Furthermore, it is possible to provide a tape-type article conveyance device that enables the detection of the presence or absence of a component immediately before performing a robot hand operation, thereby eliminating wasted robot hand operations such as pick-up errors.

[Brief explanation of drawings]

Fig. 1 is a basic principle diagram showing how parts P are stored and taken out on a tape, Fig. 2 is a side view showing a schematic configuration of the tape type article conveying device 50 of the embodiment, and Fig. 3 is a diagram of the rotating means. Among them, an external view showing the drive assembly 13 of the component mounting reel 6, and FIG. 4(b) is an external perspective view showing how the tape-type article conveyance device 50 is set in the parts manufacturing apparatus N equipped with the robot hand H, and FIG. 5 is an explanation of the operation of the tape-type article conveyance device 50. Figure 6 is a schematic block diagram of the tape type article conveying device 50, Figures 7 and 8 are flowcharts, and Figure 9 is a part supplying device proposed in Japanese Patent Application Laid-Open No. 60-48855. Figure 4 shows the current situation. In the figure, 1... Board, 2... Take-out part, 3... Conveying tape, 3a... Recessed part, 3b... Pitch hole, 5...

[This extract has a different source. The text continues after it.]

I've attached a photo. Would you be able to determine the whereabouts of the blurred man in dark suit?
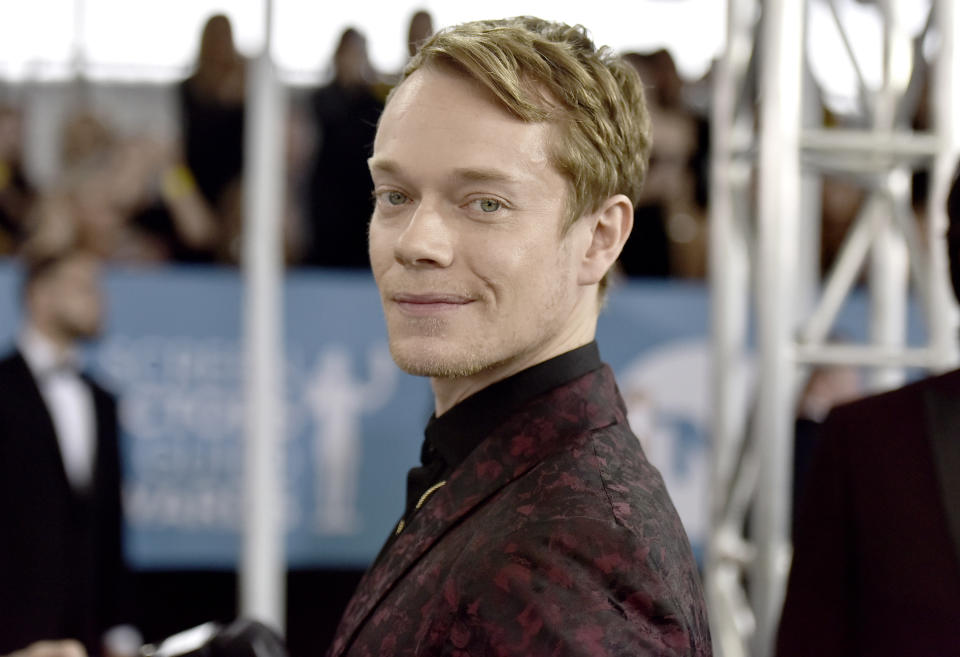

...Cover tape, 6...Reel for parts equipment, 7...
・Tape winding reel, 8...Cover tape winding reel, 9...Stepping motor, 10...

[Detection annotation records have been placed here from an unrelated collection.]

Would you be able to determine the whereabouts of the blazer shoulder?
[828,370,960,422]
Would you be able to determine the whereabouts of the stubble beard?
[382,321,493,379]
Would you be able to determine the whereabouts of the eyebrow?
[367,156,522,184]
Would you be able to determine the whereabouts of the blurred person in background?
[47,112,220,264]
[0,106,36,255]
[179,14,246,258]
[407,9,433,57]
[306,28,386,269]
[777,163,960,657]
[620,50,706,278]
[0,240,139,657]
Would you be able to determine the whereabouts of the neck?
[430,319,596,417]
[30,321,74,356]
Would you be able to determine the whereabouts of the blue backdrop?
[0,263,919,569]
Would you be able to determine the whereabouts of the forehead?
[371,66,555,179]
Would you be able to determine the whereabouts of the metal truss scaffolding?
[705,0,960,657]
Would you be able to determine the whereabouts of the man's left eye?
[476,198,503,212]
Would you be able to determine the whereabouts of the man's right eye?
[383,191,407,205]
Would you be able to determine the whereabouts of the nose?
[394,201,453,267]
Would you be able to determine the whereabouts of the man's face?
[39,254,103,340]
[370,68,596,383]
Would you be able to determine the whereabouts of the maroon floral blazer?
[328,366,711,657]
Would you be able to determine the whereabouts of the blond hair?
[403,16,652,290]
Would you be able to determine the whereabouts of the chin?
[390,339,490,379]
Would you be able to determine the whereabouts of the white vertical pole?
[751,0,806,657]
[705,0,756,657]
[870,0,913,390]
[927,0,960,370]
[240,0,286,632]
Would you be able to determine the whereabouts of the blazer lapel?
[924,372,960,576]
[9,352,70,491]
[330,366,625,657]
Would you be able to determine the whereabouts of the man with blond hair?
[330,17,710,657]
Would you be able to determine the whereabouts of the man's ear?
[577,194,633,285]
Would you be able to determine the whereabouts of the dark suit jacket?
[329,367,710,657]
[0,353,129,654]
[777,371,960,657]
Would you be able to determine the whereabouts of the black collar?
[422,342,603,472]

・Control device, 11... Belt, 12... Sprocket, 1314.15... Rotating assembly, 16.17...
・Guide roller, 18...Guide rail, 19...
Cam follower, 20... parts presence sensor 5o.

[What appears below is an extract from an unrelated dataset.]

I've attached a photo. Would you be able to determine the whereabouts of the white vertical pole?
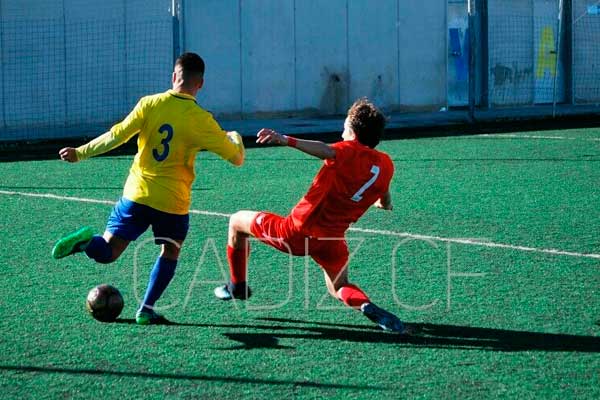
[171,0,181,63]
[552,0,563,118]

... Tape type article conveyance device, P ... Parts, H ... Robot hand, M ... Assembly device, N ... Parts manufacturing device, S ... Stuffed, A ... Alarm device, I ...Optical connector, ...Power connector. Patent applicant Canon Co., Ltd.

Claims (2)

[Claims] (1) A transport tape with a plurality of continuous recesses for storing and transporting articles, a cover tape that covers the openings of the recesses of the transport tape, and fixing ends of the transport tape and the cover tape, respectively. a first reel that simultaneously winds the conveyor tape and the cover tape; a second reel that fixes an end of the conveyor tape and winds only the conveyor tape; and a second reel that fixes an end of the conveyor tape and winds only the conveyor tape; a third reel that winds only the cover tape, a drive assembly that rotates the first reel, the second reel, and the third reel in predetermined rotations, and a continuous guide hole formed in the conveying tape; an intermittent drive means for stopping and intermittently driving the conveying tape; a control means for controlling and driving the drive assembly and the intermittent drive means; and an opening surface portion for taking out and storing articles accommodated in the recess of the conveyance tape. a tape conveyance device comprising: a first presence/absence detecting means provided near the opening surface portion to detect the presence or absence of an article in the recess; and a guide positioning means for a component assembly device or a component manufacturing device; and the component assembly device. The device and the component manufacturing device each further include a main control device and a robot hand connected to the control means, and the tape transport device, the component assembly device, or A tape-type article conveyance device, characterized in that it performs an article storage and assembly operation in synchronization with the parts manufacturing device. (2) A second presence/absence detection means is further provided near the article supply side of the first presence/absence detection means, and the second presence/absence detection means detects the presence/absence state of the article more than the first presence/absence detection means. A tape-type article conveyance device, characterized in that the tape type article conveyance device performs a storing operation of the article in synchronization with the tape conveyance device and the component assembly device based on the detection result.